Just walk into the gym knowing what you want to train, but don't use a plan to train it, pick exercises and sets and rep schemes based on how it feels.

B.S.
02-22-11, 11:36 pm
Just walk into the gym knowing what you want to train, but don't use a plan to train it, pick exercises and sets and rep schemes based on how it feels.

so just going in and throwin weights however you want with whatever part that day. many paeople wold say different things i def see better gains when sticking to a pattern but studies show as long as that muscle reaches exhaustion it would grow with proper diet and shit, so whos to say you cant? not me

prowrestler
02-23-11, 1:03 am
Not sure if this has already been conceptualized, but it just popped into my head while in psych class, and I thought, what the hell, might as well post it to see what y'all think. What if one was to establish very basic guidelines to build their training split upon; guidelines no more elaborate than what days to train what. For example, lets say that I determine that back day is monday. Then I walk in on monday, and just hit the weights, exercising my back in the truest, instinctive manner possible with regards to everything, including exercises, rep schemes, etc. I train it based completely on how it feels... pumped or not, stressed or not, stimulated or not, and so on. All things considered, this training could go totally chaotic, and amount to nothing, or worse, overtraining, if the lifter was not experienced enough to make the calls necessary of when to stop. But let's say you know what your doing, and you know your body, could this work? Lemme know your thoughts.

in short stupid.

read the article i posted up called "changing it up" nutt huggers

Carrnage
02-23-11, 1:34 pm
Not sure if this has already been conceptualized, but it just popped into my head while in psych class, and I thought, what the hell, might as well post it to see what y'all think. What if one was to establish very basic guidelines to build their training split upon; guidelines no more elaborate than what days to train what. For example, lets say that I determine that back day is monday. Then I walk in on monday, and just hit the weights, exercising my back in the truest, instinctive manner possible with regards to everything, including exercises, rep schemes, etc. I train it based completely on how it feels... pumped or not, stressed or not, stimulated or not, and so on. All things considered, this training could go totally chaotic, and amount to nothing, or worse, overtraining, if the lifter was not experienced enough to make the calls necessary of when to stop. But let's say you know what your doing, and you know your body, could this work? Lemme know your thoughts.

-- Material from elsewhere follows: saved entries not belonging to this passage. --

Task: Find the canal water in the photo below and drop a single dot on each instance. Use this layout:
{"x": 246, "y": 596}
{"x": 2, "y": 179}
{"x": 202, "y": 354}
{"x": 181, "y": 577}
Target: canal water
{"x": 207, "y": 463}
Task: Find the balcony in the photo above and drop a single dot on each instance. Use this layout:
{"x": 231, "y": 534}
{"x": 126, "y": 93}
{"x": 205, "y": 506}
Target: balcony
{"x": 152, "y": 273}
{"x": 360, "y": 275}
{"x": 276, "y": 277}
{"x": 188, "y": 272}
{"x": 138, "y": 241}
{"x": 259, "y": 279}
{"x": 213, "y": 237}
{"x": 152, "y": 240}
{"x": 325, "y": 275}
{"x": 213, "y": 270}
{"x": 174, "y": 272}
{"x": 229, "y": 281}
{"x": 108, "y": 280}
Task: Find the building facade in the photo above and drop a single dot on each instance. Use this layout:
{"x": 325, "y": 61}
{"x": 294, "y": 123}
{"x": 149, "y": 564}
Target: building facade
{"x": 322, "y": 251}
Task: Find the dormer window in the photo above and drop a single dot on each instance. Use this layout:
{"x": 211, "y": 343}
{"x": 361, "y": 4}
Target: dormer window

To tell you the truth, thats not stupid as prowrester said, its very mature, and everyone should train that way, thats when youl make the greatest progress of your life. Can you stick to a program and make gains? Yeah prolly, maybe. But training instinctive is the best way to go, as well as eating, and approaching life in general, go as you feel, theres a time and place for "i must stick to this".

RK
02-24-11, 10:02 am
many people i know follow the ideals that your trying to express. i'm on a 6 day split so my training days are always varying from week to week but as far as exercises go i have different lifts / rep schemes / drop sets / weights every session.

The only real basic principle i have with each day is to surround myself with heavy compound movements. Bench/Squat/Deadlift/Over head Press being the main focus but not holding myself to a certain rep scheme or weight.

The key thing is (like you said) knowing when to say when. got to know your body well enough to walk away....this may mean that one back day you only do 15 sets and another you end up doing 20+.

As for what pro wrestler said about the article...i think he interpreted it much differently than I did haha. what i took away from the article is to not jump from one training method to another all the time for example HIT for 2 weeks then try DC for 5 weeks then a traditional 5 day split for a couple weeks. The message i got was to pick something and stick with it until its mastered.

So codywallison, if you haven't tried training like this i would suggest trying it.